Four Signal Metrics

Part 4 — Validate

"Measuring the wrong things with precision is worse than not measuring — it creates confidence in the wrong direction."

Where this sits in v2.0.0: this chapter is part of Part 4 — Validate. The four signal metrics — spec-gap rate, first-pass validation, cost per correct outcome, oversight load — are how the team knows the system is healthy in operation. They feed the closed loop at three time-scales: per-incident (an alert fires), per-sprint (the team rolls up the trajectory), per-quarter (the Discipline-Health Audit reviews the metrics' attention against the metrics theater anti-pattern). The three running scenarios all instantiate these four metrics with target trajectories.

Context

When agent-augmented development enters an organization, the instinct is to measure what is visible. Lines of code generated. Agent runs per day. Pull requests merged. Time-to-first-output. These are easy to count because they are produced as a side effect of normal operations.

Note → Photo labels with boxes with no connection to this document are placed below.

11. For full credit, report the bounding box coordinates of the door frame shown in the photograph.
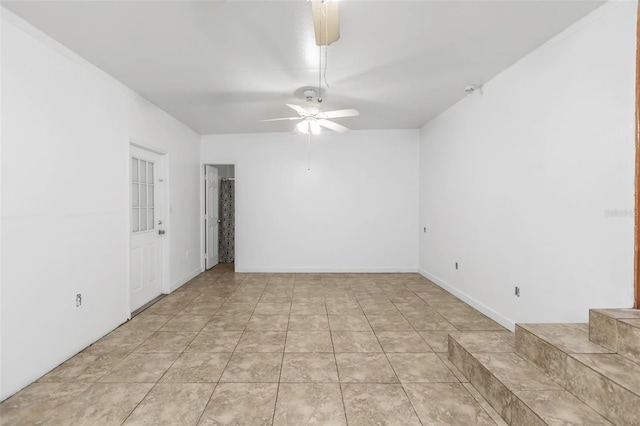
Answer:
[202,164,220,270]
[199,161,240,272]
[633,2,640,309]
[126,139,171,319]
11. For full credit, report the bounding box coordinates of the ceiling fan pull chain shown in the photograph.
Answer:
[320,11,329,87]
[307,132,311,171]
[318,18,322,102]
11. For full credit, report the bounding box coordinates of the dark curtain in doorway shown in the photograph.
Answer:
[219,178,236,263]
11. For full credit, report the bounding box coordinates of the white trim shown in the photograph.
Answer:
[169,269,202,293]
[418,269,516,331]
[236,264,418,274]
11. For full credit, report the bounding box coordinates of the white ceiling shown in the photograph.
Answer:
[2,0,602,134]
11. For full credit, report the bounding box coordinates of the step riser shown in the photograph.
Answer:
[515,322,640,425]
[565,356,640,425]
[618,321,640,363]
[589,311,618,351]
[449,336,516,424]
[510,398,547,426]
[516,325,567,386]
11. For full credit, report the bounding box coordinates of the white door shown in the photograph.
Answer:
[204,165,219,269]
[131,146,164,312]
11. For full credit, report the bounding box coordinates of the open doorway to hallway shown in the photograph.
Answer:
[203,164,235,270]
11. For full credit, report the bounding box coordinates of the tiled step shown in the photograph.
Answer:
[449,332,611,426]
[515,324,613,386]
[515,324,640,425]
[589,309,640,363]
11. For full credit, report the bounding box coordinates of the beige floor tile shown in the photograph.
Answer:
[367,314,413,331]
[178,299,222,317]
[329,315,372,331]
[198,383,278,426]
[291,299,327,315]
[253,302,291,315]
[124,383,215,426]
[100,352,180,383]
[376,331,432,352]
[280,353,338,382]
[6,272,540,426]
[202,313,251,332]
[83,329,154,355]
[326,300,364,315]
[38,352,127,383]
[160,314,211,332]
[336,353,398,383]
[0,383,91,425]
[247,314,289,331]
[404,383,495,426]
[118,311,172,332]
[236,331,287,352]
[136,331,198,352]
[160,352,231,383]
[342,383,420,426]
[331,331,382,352]
[52,383,154,426]
[419,331,451,352]
[387,353,458,384]
[285,331,333,352]
[289,314,329,331]
[215,301,256,317]
[405,312,456,331]
[220,352,282,383]
[273,383,347,426]
[185,330,242,352]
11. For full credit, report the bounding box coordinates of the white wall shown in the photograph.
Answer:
[0,8,200,400]
[201,130,418,272]
[419,2,637,327]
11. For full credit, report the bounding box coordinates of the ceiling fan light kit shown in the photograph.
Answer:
[311,0,340,46]
[261,0,360,135]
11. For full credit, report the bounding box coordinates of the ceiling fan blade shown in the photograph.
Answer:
[318,109,360,118]
[311,0,340,46]
[287,104,307,115]
[258,117,302,122]
[318,119,349,134]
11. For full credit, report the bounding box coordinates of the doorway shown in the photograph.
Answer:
[129,145,165,312]
[203,164,235,270]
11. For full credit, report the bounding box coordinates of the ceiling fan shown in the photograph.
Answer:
[260,89,360,135]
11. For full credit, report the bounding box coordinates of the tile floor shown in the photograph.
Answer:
[0,265,512,426]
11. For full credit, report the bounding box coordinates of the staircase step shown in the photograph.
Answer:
[589,309,640,352]
[618,319,640,363]
[515,324,640,425]
[566,354,640,425]
[449,332,610,425]
[515,324,613,386]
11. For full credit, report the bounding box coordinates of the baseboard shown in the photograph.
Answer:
[418,268,516,331]
[236,264,418,274]
[169,268,202,293]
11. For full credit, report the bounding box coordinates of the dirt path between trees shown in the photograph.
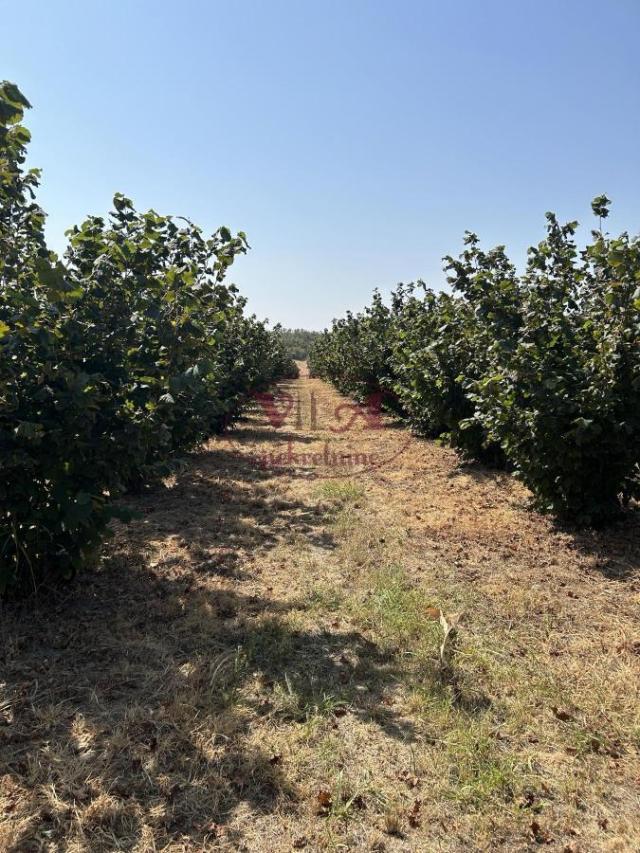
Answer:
[0,375,640,853]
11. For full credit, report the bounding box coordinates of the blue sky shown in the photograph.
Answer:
[6,0,640,329]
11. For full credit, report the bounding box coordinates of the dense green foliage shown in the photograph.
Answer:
[0,83,296,591]
[280,329,320,361]
[309,203,640,524]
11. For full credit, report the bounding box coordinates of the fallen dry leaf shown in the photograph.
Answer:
[407,800,422,829]
[315,788,333,817]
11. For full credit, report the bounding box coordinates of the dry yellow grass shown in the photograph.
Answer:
[0,366,640,853]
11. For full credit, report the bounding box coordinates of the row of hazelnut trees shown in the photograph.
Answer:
[309,196,640,525]
[0,82,296,592]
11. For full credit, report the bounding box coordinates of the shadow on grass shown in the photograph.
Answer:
[0,436,424,853]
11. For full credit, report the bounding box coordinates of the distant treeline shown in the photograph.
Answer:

Engineering leadership has historically measured teams using similar proxies — velocity, throughput, story points completed. These proxies were always imperfect. In agent-augmented practice, they become actively misleading.

An agent can produce 1,000 lines of code in four minutes against a bad spec. Every proxy metric — throughput, velocity, agent utilization — looks excellent. The system has done exactly what it was optimized to do, and the output is wrong in ways that will surface later.

This chapter defines the metrics that actually signal system health in an agent-augmented practice: what to measure, how to measure it, and what to do when the numbers are bad.

The Problem

The measurement problem has two layers.

The proxy problem. Traditional metrics measure production activity, not production quality. Increasing agent throughput while spec quality decreases is a coherent, common failure mode. The metrics look good; the system is degrading.

The signal inversion problem. Some metrics that look negative in a traditional reading are actually signals of system health in an agent-augmented practice. A growing Spec Gap Log entry count looks like "we're finding more problems." It is actually "our review process is working and our team is learning." Treating a growing gap log as a negative metric will cause teams to stop logging — which is much worse.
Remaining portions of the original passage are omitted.